Klar war von Anfang an für uns, Landes- und Bezirkspolitik besser zu vernetzen.  Ich selbst war seit 1991 Abgeordnete im Berliner Abgeordnetenhaus geworden und widmete mich den Problemen der Landesebene. Insgesamt sind es dann in der Folge fast 15 Jahre Vorsitz geworden, was dafür spricht, dass es auch für mich eine interessante und spannende Aufgabe war. Ich hatte von Anfang an kompetente und engagierte Mitstreiter*innen, denen ich zu großem Dank verpflichtet bin und die teilweise noch heute engagiert dabei sind.
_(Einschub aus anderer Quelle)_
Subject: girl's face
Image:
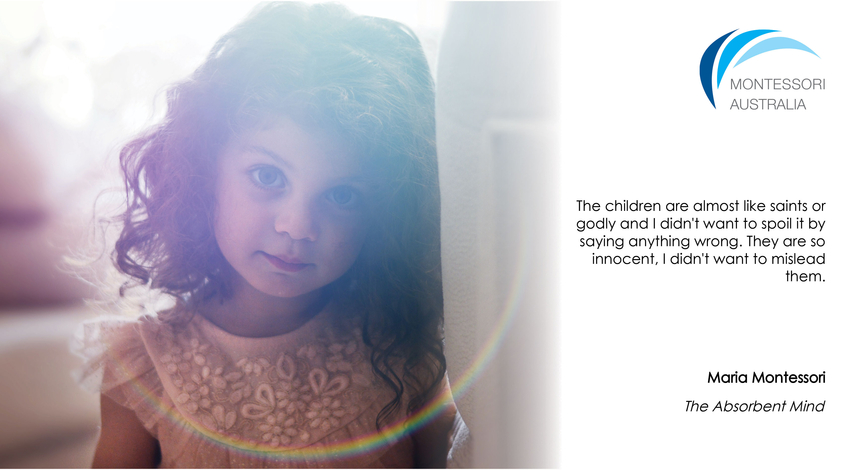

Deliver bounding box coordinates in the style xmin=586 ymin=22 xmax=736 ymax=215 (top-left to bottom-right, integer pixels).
xmin=213 ymin=116 xmax=371 ymax=300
Zu ihnen gehören Uwe Melzer, Petra Brangsch, Jens-Peter Heuer, Dagmar Pohle, Micha Grunst und viele andere.

Für uns war die wichtigste Aufgabe, die Themenfelder herauszufinden, die von besonderem Bedarf und Interesse für Bezirkspolitiker*innen waren und dafür geeignete Bildungsformate zu entwickeln. Es ging uns darum, Handlungsoptionen zum aktiven Einmischen zu erarbeiten. so, wie es heute noch auf dem Internetauftritt des kf als Leitmotiv mit den Worten von August Bebel beschrieben wird:

„Politische Bildung wird dadurch aber nicht gewonnen, dass man die Massen von öffentlichen Angelegenheiten fernhält, sondern dadurch, dass man sie zur Ausübung politischer Rechte zuläßt. Ohne Übung kein Meister.“

Schnell kristallisierte sich die aktive Einbringung in die jährlichen Haushaltsberatungen als eine der schwierigsten Fragen in den BVV-Fraktionen heraus. Daraus entwickelte sich unsere Broschüre „Haushalten – aber wie“ von Dr. Jens-Peter Heuer. Sie entwickelte sich schnell zu einer beliebten Handreichung und wird heute noch nach ständiger Aktualisierung gern genutzt – auch über die Landesgrenze von Berlin hinaus. Mit dem aufkommenden Rechtsruck in der Gesellschaft galt es, wirksame Gegenstrategien zu entwickeln. Hierbei spielte der gegenseitige Erfahrungsaustausch, den wir organisierten, eine wichtige Rolle. Ein weiterer Schwerpunkt war, die Handlungsoptionen in der Kinder- und Jugendpolitik, die besonders für die Bezirkspolitik wichtig sind, zu bearbeiten. Ob Wohnungspolitik und Stadtentwicklung u. a. m. – es gab für uns vielfältige Herausforderungen zu bearbeiten. Das „kommunalpolitische forum berlin“ hat sich mit den Jahren einen wichtigen und geschätzten Platz unter den Bildungsvereinen erobert.

Und darauf können wir alle gemeinsam stolz sein.

Als ich 2013 ins Europäische Parlament wechselte haben mir insbesondere die Erfahrungen auf dem Gebiet der Kommunalpolitik sehr geholfen, den Blick für die Probleme vor Ort zu schärfen. Zu wissen, was in den Regionen und Kiezen vor Ort benötigt wird, ist auch wertvoll auf europäischer Ebene. DIE LINKE steht gerade jetzt vor der Herausforderung, europäisch zu denken und zu handeln. Viele Entscheidungen auf EU-Ebene haben große Auswirkungen vor Ort. Das ist vielfach noch zu wenig bekannt. Dabei stoßen wir im Alltag auf Schritt und Tritt auf EU-Regelungen. Jeder Schulbau, jede neue Straße, die gebaut werden soll, basiert auf europäischer Gesetzgebung. Hier sehe ich einen wichtigen Ansatzpunkt für die kommende Arbeit des Kommunalpolitischen Forums Berlin.

Ich wünsche dem Forum noch viel weitere Erfolge und allzeit solche engagierten Mitstreiter*innen, wie ich sie erleben durfte!